This year’s talks were marked by unusual drama, including a fire in the venue that led to a panicked evacuation that interrupted the talks for several hours. The interruption helped push the negotiations into overtime, with many diplomats going more than 24 hours without sleep. After the main deal was gaveled and met with applause, Colombia attempted to block a separate technical-level agreement on cutting emissions, which it argued should include fossil fuels, holding up the final session for an hour before backing down.
The new agreement also calls for “efforts to at least triple” funding by 2035 to help poor countries adapt to the effects of a changing climate. And nations agreed to open discussions on trade issues related to climate over the next three years, at a time when tariffs are snarling the sale of solar panels and electric vehicles, though it is unclear how any future trade provisions would affect the deployment of clean energy across the globe.
Several negotiators expressed regret that they could not reach consensus on language that would have committed the world’s nations to phasing out fossil fuels. The European Union was the major holdout pushing for a deal to take stronger actions to slash climate emissions, but it agreed to support the accord after an all-night negotiation session that extended well into the morning on Saturday.
“We would have liked to have more,” said EU Climate Commissioner Wopke Hoekstra. “Climate change needs more battling, more action.”
The accord, 10 years after the Paris agreement, comes at a low point for global climate action, with fossil fuel interests gaining political ground internationally. UN Secretary General António Guterres has acknowledged it is inevitable that the world will fail to meet the goal of holding warming to 1.5C set out in the Paris agreement.

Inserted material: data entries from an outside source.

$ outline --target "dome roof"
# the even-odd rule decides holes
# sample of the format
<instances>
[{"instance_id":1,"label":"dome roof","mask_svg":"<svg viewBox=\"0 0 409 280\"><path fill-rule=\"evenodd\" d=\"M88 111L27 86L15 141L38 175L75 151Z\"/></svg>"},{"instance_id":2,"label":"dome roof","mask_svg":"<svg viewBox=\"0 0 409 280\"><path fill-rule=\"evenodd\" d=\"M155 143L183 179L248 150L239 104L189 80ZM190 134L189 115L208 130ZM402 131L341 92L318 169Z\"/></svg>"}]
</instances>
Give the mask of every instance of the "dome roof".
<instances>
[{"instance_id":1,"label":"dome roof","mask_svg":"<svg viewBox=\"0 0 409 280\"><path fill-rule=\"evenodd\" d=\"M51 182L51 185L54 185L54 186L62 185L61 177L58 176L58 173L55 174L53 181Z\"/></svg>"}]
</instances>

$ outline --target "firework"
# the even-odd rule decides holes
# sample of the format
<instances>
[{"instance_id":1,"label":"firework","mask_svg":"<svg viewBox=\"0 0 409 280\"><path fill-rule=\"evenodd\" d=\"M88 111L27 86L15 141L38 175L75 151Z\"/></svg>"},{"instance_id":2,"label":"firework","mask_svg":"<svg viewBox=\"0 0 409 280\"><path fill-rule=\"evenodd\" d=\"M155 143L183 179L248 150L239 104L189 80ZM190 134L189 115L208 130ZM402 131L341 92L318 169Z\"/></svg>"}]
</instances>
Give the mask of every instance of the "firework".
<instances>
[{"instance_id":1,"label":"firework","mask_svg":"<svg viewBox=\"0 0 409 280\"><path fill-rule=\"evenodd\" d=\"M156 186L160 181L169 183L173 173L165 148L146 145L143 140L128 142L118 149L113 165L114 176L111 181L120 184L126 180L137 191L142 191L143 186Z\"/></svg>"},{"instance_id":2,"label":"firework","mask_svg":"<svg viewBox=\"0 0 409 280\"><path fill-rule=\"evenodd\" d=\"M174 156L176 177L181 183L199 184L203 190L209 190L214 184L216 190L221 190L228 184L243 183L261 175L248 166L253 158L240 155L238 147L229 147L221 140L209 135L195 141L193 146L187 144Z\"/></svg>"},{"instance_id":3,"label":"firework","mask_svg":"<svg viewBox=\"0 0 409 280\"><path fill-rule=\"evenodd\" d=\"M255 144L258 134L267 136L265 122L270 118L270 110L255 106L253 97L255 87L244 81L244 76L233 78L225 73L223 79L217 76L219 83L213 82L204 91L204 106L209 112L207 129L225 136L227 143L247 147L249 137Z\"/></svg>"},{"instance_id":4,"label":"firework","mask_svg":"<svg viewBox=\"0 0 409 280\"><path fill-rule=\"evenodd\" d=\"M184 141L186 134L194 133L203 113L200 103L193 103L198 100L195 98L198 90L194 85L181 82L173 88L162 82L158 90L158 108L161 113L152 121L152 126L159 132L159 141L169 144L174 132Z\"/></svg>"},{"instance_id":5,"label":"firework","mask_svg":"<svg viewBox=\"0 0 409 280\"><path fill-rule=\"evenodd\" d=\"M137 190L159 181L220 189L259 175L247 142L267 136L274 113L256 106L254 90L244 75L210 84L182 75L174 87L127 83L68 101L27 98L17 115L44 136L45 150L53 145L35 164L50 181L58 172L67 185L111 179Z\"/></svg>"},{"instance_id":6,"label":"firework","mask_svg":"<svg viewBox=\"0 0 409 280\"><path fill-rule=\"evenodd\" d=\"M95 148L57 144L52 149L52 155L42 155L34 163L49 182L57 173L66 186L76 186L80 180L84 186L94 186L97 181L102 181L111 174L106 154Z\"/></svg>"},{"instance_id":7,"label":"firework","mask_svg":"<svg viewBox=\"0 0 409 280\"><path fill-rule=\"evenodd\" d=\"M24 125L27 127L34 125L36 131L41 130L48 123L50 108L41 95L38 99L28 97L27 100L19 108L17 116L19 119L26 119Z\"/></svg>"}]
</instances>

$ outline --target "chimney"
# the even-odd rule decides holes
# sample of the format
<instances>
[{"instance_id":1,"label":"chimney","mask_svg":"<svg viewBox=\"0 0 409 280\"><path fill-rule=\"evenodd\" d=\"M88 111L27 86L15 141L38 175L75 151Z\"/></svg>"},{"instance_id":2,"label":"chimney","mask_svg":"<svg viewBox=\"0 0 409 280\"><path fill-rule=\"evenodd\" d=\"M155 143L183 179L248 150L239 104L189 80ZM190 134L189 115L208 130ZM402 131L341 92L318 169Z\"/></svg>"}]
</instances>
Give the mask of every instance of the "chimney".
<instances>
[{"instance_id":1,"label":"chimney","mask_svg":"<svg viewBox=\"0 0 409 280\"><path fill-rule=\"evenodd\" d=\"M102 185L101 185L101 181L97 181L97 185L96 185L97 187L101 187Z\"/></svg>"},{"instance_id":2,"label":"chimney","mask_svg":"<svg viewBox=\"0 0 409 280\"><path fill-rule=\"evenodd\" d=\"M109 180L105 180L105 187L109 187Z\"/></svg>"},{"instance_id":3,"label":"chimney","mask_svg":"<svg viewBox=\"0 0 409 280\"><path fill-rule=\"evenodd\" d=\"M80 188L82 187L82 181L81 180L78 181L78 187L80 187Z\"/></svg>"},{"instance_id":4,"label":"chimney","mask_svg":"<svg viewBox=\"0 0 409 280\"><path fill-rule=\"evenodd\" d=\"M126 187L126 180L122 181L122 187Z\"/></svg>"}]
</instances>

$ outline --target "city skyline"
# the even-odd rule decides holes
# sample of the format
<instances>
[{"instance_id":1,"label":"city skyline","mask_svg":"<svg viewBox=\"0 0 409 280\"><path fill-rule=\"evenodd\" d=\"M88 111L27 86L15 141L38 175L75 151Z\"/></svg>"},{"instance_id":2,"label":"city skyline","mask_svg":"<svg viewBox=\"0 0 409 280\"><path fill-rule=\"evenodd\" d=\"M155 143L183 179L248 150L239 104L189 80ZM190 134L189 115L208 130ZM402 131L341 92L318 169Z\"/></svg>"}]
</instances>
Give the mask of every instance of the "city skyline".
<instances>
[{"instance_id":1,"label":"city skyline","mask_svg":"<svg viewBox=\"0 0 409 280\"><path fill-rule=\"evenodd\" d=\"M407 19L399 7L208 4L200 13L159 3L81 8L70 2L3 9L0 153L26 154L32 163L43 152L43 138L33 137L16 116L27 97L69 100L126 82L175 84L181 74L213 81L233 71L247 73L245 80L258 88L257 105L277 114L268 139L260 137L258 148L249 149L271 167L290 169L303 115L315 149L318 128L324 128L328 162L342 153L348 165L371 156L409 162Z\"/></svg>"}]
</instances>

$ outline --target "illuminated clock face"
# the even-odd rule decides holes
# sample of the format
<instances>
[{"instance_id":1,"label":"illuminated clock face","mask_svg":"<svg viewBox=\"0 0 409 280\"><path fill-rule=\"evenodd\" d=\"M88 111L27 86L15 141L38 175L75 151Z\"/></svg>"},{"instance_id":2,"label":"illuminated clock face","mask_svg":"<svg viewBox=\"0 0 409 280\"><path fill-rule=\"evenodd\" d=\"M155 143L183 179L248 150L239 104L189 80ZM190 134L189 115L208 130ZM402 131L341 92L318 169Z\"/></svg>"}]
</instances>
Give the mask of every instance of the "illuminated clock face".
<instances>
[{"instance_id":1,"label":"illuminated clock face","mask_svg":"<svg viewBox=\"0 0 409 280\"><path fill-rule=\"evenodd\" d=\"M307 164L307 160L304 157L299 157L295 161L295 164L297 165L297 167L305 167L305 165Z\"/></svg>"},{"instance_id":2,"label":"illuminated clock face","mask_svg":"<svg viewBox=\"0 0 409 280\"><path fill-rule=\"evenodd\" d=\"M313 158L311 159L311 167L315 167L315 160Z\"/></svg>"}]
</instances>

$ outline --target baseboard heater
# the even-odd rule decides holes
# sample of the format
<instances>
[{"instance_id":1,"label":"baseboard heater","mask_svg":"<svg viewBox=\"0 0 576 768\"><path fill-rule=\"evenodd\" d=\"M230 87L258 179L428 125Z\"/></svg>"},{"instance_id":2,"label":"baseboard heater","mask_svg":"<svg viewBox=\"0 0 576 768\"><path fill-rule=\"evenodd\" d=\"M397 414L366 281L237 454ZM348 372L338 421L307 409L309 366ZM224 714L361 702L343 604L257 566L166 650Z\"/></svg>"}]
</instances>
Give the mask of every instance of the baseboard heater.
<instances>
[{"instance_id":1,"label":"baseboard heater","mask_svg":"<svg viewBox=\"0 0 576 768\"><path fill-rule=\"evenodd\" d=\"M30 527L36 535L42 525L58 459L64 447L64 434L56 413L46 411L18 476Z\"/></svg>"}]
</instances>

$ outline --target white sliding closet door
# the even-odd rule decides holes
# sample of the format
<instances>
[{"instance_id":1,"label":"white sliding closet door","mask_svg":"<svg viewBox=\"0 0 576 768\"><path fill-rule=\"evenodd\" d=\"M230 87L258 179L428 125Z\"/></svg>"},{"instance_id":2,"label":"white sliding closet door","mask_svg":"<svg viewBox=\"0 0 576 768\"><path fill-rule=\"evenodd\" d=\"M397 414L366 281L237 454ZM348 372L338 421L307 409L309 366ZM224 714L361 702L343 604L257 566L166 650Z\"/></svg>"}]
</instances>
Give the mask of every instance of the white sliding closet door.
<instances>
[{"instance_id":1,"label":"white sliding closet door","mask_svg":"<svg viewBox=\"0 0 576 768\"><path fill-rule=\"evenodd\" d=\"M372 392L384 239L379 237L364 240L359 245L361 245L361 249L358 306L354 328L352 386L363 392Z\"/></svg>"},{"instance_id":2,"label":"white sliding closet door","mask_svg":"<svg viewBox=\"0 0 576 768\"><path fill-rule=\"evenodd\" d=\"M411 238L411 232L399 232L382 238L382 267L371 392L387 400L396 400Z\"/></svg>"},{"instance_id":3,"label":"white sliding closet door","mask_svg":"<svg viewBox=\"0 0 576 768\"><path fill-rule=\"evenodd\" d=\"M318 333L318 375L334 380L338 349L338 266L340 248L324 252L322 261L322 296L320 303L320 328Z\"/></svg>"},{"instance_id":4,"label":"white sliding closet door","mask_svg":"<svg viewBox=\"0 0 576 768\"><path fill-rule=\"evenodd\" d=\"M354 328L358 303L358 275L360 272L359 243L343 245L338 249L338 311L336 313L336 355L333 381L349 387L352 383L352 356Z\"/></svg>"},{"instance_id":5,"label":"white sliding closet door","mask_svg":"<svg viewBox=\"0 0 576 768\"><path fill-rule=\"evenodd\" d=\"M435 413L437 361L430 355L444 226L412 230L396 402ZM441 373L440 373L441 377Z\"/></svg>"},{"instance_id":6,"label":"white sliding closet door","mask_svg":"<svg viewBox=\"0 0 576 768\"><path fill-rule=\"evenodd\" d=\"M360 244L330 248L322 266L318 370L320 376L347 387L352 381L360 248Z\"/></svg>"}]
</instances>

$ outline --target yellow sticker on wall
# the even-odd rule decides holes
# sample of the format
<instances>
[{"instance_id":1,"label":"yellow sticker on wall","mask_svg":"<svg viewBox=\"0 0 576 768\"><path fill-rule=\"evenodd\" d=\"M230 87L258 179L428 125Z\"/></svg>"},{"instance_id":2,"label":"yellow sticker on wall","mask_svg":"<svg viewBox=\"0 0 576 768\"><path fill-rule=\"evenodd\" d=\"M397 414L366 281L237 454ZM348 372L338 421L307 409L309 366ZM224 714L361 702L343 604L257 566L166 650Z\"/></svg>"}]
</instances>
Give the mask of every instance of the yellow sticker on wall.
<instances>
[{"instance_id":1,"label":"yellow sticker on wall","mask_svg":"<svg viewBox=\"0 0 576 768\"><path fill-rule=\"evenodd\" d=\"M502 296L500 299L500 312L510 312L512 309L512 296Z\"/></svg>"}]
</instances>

Even so, some experts argue that the talks remain relevant in showing the world still has an appetite to tackle climate issues, and as a counter to the US and other countries pushing fossil fuels.
“We’re living through complicated geopolitical times,” Hoekstra said. “So there is value in itself, intrinsic value, no matter how difficult, to seek to come together.”
Many analysts agree that the annual agreements themselves have waned in importance. A decade after the Paris agreement, the negotiations have already established most of the rules and system for prodding nations to set climate targets every five years. The emphasis is now on implementing these targets in the real world.
Including the road map in the final decision would have sent “a pretty strong signal” that the world was serious about ending fossil fuel use, said Sue Biniaz, former deputy climate envoy under President Joe Biden. “I had hoped it would be in there.”
The outcome caps a year of victories for fossil fuel interests in international talks. In August, Trump officials showed up in force at talks in Switzerland to oppose any hard limits on producing plastic, which is generally made from petroleum and natural gas.
Then, in October, the administration intervened to block a global agreement to cut emissions for cargo ships, which previously appeared sure to pass the International Maritime Organisation, by threatening countries with “serious consequences” if they supported the measure.
That sparked fears that the United States could similarly spoil the annual climate summit.
Senator Sheldon Whitehouse (D-Rhode Island) was the only federal representative to attend, but he did not represent the US in negotiations.
“If the US delegation were here, even if this is the Biden delegation, they don’t want to talk about trade,” said Li Shuo, a climate analyst at the nonprofit group Asia Society.
“When it comes to trade and tariffs, they’re the one imposing tariffs. And China is promoting free trade. So they’re on the defence, and they don’t want to open up an issue on which they’re on the defence,” Li added.
Biniaz noted that, in the past, “we were quite negative on creating a forum” to discuss trade at climate summits.
“I think the US tariffs have raised the profile of the trade issue,” she said.
Although the agreement on trade was mainly aimed at Europe’s tax on carbon emissions for imported products, the language was generic enough to possibly encompass Trump’s tariffs or Chinese restrictions on rare earth metals that are critical for clean energy manufacturing.
Reaching an agreement on climate finance and calling for accelerated action on global warming counts as a success, said Jake Schmidt, a climate analyst with the Natural Resources Defence Council.
“In light of the largest headwinds against climate action, because the US is pulling in the wrong direction, leaders still showed up and still sent a clear signal that they’re going to continue with climate action,” he said.
More than 80 countries that supported the fossil fuels measure will move forward with a plan to phase them out, Schmidt said, with South Korea recently announcing it will close all its coal plants by 2040.
Brazilian officials said they would announce the fossil fuels road map as a separate, optional initiative.
“The road map now belongs to 80 countries, to civil society, and President Lula is taking the idea to the G-20,” Brazilian Environment Minister Marina Silva said. “He is committed to it, and that has made all the difference.”
Brazil, as the host country, had emphasised that real-world action matters more than the negotiations themselves, with the summit highlighting more than 400 initiatives globally to tackle climate change.
The summit included announcements from hundreds of voluntary initiatives by local governments, nonprofits and companies that amounted to hundreds of billions of dollars in actions to tackle climate change, from financing to protect forests to clean electricity grids.
“We are moving in the right direction, but at the wrong speed,” Lula said in his speech opening the talks. “Moving forward requires a more robust global governance architecture, one capable of ensuring that words translate into action.”